The Gift of Death: Confronting Canada's Tainted Blood Tragedy
Description
Contains Bibliography, Index
$28.00
ISBN 0-00-255415-1
DDC 362.1'784'0971
Author
Publisher
Year
Contributor
Susan Massarella is a reference librarian at the Laurentian University.
Review
Between 1980 and 1990, at least 1200 Canadians (40 percent were
hemophiliacs) were infected with HIV after receiving contaminated blood
products. Globe and Mail reporter André Picard argues in this book that
many of the resulting deaths were due to “malicious inertia” on the
part of public-health officials. The Canadian blood system he portrays
is a bureaucratic nightmare made up of the Red Cross, the Canadian Blood
Agency, and the federal and provincial ministries of health. In
Picard’s view, the complexity of the system is partly to blame for the
failure of officials to quickly implement a plan to screen donors, to
reduce all unnecessary blood transfusions, and to switch to safer blood
products even after the appearance of evidence that HIV is blood-borne.

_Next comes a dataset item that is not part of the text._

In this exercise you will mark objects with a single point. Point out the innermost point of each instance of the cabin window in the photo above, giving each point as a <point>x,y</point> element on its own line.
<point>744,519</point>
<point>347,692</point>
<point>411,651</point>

Providing a background to the current crisis are histories of the Red
Cross, blood production, and the treatment of hemophilia. The author has
also included testimonies of the affected families and a handy
chronology of events detailing blood use in Canada, from the opening of
the first peacetime blood donor clinic in Toronto in 1940 to the
deadline for the final report of the Commission of Inquiry on the Blood
System in Canada in 1995.
The Gift of Death tends to gloss over arguments that do not support
Picard’s point of view. Furthermore, the bulk of the research for his
book comes from newspaper articles, including a series on the
tainted-blood tragedy that Picard wrote with Rod Mickleburgh.
Nevertheless, public libraries should order this book because it
provides one of the first commentaries on the blood crisis.